[Nepomuk] Nepomuk-WebMiner integration into nepomuk-core fileindxer

Wed Dec 26 17:41:55 UTC 2012

Hi all,

now that the WebMiner is working and in extragear I like to talk about
how this could be integrated better into the current indexer.
The current solution works as an additional service that listens to
all newly added resources and calls the webminer in a QProcess.

Vishesh had the idea to combine this in the current indexer chain
which will help to control the process better (suspend/resume based on
battery status and so on)

I've checked the source and saw that currently there exist the
basicindexer which fetches mimetype stuff and the fileindexer, that
takes all resources with the property "kext:indexingLevel < 2" and
extracts additional information (former strigi indexer)

At this point I like to introduce the Webminer with the proper
queue/job like the fileindexer and work on all properties with
"kext:indexingLevel == 2  or < 3".

The WebMinerIndexerJob would call my current webminer, which would go
into nepomuk-core too (as a subfolder like the fileindexer)

The parts I like to put into nepomuk-core would be my plugin based
webextraction + some basic python plugins.
So all parts I have for the WebMiner at the moment without all the ui parts.

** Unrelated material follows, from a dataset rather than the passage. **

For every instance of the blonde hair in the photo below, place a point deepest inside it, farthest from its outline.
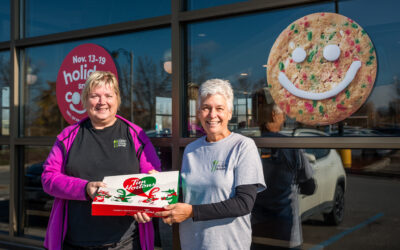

This would not change the build dependencies but add a few more
runtime dependencies.
In order to successfully fetch the data from the web we would need the
python modules
* re
* json
* urllib
* httplib2
* tvdb
* musicbrainzngz
* as well as the krosspython plugin

This would allow to fetch:
* music data + cover from musicbrainz
* movie data + poster from themoviedb. (imdb is not working anymore
and way to unstable and slow)
* tvshow data +banner from thetvdb
* document data from microsoft academics/spingerlink

Any additional plugins. Which is currently the broken imdb(hopefully
this will be fixed in the future) as well as the extended tvdbmal
script that needs also pxKDE/pyQt and probably more should go in some
kind of extragear repository or even kde-apps for those who like to
fetch data from other resources. nepomuk-core could at least fetch
most data out-of-the box then.

The current indexing can than be controlled via the overall indexing
status and shown in the nepomuk-controller that sits in the
systemtray.

The current ui that can be used to manually find and save the metadata
would go somewhere else (kde-runtime/workspace or where ever it might
fit)

The biggest problem might be the generation of the SimpleResource
classes, which takes a very long time currently. Hopefully this can be
fixed too, as this problem should be solved by any program that will
use them in the future anyway.

Any other ideas, suggestion or comments?
Would the mentioned runtime python dependencies work or will they
still be a problem?
The good thing here, even if those runtime dependencies are missing,
the user won't get a broken desktop. Instead the additional data will
just not be fetched from the web.

Regards,
Jörg